W styczniu więcej pacjentów skorzystało z usług tarnowskiego „nowego” szpitala. Więcej pacjentów przyjmuje się przede wszystkim na oddziale okulistyki, neurologii i kardiologii. –
To może oznaczać wydłużenie okresu oczekiwania na zabiegi planowe, bo łóżek w szpitalu nie przebywa – mówi
Anna Czech, dyrektor szpitala.
W przypadku okulistyki w styczniu przyjęto o ponad 10 procent pacjentów więcej niż przed rokiem. Gdyby taka tendencja utrzymała się w kolejnych miesiącach, to kontrakt z Narodowym Funduszem Zdrowia na świadczenia medyczne na tym oddziale byłby wypełniony już po połowie roku. Więcej pacjentów niż przed rokiem leczono w styczniu także na oddziale neurologii. W tym przypadku wzrost jest co prawda niewielki, ale trzeba pamiętać, że w minionym miesiącu oddział był remontowany. Po sfinalizowaniu prac należy spodziewać się zasadniczo większej liczby pacjentów. Znacznie więcej osób niż w roku ubiegłym trafiło także na Oddział Kardiologii i Oddział Wewnętrzny I i Nefrologii z Ośrodkiem Dializ.
Utrzymanie się tej tendencji może powodować wydłużenie się kolejek przyjęć planowanych.
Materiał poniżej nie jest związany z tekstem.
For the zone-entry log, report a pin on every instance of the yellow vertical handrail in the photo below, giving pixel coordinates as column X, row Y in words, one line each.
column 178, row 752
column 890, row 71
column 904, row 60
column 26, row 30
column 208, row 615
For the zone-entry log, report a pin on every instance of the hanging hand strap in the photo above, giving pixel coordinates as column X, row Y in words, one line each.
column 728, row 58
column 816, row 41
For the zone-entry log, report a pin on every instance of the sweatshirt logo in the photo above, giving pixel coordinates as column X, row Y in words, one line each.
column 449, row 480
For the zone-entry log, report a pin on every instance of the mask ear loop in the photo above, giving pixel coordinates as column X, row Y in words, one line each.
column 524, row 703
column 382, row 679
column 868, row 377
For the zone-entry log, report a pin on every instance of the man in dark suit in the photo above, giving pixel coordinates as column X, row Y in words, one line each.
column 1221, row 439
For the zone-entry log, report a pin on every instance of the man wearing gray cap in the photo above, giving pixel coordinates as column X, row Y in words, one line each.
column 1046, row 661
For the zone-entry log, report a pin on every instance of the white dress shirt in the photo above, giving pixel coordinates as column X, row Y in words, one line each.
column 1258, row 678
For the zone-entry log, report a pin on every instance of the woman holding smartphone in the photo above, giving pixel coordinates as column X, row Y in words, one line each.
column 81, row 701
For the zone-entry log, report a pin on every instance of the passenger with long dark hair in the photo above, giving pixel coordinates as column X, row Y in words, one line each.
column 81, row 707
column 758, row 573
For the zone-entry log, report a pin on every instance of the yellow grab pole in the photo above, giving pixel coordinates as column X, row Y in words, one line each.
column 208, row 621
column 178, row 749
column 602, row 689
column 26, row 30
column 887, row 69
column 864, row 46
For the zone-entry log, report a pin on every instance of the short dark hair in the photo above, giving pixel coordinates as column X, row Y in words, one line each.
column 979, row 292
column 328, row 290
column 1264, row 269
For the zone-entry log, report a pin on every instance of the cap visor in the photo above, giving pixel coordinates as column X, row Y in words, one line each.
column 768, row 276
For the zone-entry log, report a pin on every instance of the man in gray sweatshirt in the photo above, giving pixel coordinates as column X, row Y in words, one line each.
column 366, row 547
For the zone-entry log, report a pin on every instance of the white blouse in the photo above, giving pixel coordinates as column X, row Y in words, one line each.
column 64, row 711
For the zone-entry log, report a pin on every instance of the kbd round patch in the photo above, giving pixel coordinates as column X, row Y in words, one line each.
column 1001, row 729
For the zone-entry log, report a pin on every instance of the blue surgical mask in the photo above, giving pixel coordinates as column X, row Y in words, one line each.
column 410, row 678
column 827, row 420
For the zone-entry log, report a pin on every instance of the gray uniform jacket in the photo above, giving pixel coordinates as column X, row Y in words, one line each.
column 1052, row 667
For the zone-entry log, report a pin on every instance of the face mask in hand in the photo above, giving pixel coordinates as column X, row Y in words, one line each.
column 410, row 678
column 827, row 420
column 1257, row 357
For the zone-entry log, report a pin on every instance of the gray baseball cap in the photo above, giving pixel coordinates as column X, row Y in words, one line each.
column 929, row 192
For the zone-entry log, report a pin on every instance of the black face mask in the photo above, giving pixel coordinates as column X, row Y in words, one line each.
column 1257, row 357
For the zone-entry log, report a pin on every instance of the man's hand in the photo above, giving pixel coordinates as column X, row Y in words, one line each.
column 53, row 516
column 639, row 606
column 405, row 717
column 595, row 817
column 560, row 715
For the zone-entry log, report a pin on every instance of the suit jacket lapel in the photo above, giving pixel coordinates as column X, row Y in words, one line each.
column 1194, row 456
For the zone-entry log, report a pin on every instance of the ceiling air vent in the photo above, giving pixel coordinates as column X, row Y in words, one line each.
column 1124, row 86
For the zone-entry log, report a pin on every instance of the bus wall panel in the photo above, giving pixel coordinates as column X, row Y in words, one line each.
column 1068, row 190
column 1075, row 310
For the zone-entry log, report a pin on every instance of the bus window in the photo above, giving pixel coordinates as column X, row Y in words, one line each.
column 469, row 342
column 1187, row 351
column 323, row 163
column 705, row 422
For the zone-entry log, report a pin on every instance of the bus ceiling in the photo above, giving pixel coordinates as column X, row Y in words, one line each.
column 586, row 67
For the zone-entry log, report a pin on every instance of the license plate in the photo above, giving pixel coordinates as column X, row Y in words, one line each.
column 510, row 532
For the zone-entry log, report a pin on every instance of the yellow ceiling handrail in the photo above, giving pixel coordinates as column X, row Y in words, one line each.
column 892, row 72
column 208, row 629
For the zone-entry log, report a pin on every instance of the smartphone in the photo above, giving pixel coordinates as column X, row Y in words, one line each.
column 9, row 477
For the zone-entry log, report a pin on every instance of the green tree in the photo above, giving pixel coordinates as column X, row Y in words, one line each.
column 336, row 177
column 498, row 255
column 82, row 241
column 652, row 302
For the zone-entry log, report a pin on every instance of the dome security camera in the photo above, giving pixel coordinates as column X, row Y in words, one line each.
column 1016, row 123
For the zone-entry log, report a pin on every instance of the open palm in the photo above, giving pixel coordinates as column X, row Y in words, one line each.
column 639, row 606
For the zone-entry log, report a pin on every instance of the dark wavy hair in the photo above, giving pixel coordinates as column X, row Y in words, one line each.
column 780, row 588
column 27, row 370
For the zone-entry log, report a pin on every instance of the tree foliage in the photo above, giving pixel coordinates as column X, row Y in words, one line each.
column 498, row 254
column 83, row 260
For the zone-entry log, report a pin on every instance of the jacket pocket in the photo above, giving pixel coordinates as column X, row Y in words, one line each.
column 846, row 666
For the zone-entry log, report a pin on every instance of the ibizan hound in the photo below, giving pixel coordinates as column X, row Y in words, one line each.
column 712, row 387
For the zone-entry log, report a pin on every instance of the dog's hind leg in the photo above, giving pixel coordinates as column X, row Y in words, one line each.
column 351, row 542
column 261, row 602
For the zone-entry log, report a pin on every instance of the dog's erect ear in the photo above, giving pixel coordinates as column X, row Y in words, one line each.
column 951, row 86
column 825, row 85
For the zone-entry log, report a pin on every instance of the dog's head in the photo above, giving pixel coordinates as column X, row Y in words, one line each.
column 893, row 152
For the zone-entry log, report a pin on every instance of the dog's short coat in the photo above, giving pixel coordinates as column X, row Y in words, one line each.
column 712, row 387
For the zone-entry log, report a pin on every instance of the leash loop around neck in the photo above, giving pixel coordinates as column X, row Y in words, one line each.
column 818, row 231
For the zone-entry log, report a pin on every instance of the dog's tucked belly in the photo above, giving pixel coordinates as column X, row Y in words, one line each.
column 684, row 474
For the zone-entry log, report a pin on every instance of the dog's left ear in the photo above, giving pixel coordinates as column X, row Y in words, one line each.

Powód jest prosty. Szpital ma ograniczona liczbę łóżek i nie jest w stanie przyjąć większej liczby pacjentów. -
Zawsze w pierwszej kolejności opieką obejmowane są osoby w najcięższych stanach, których życie znajduje się bezpośrednim zagrożeniu. Im takich przypadków jest więcej, tym mniej wolnych miejsc dla osób leczonych na schorzenia nie wymagające natychmiastowej interwencji. W konsekwencji pacjenci będą musieli uzbroić się w cierpliwość – tłumaczy dyrektor Anna Czech. -
Prosimy o wyrozumiałość, ponieważ nie możemy ani zwiększyć liczby łóżek ani zwiększyć kontraktu, by zatrudnić większą liczbę lekarzy.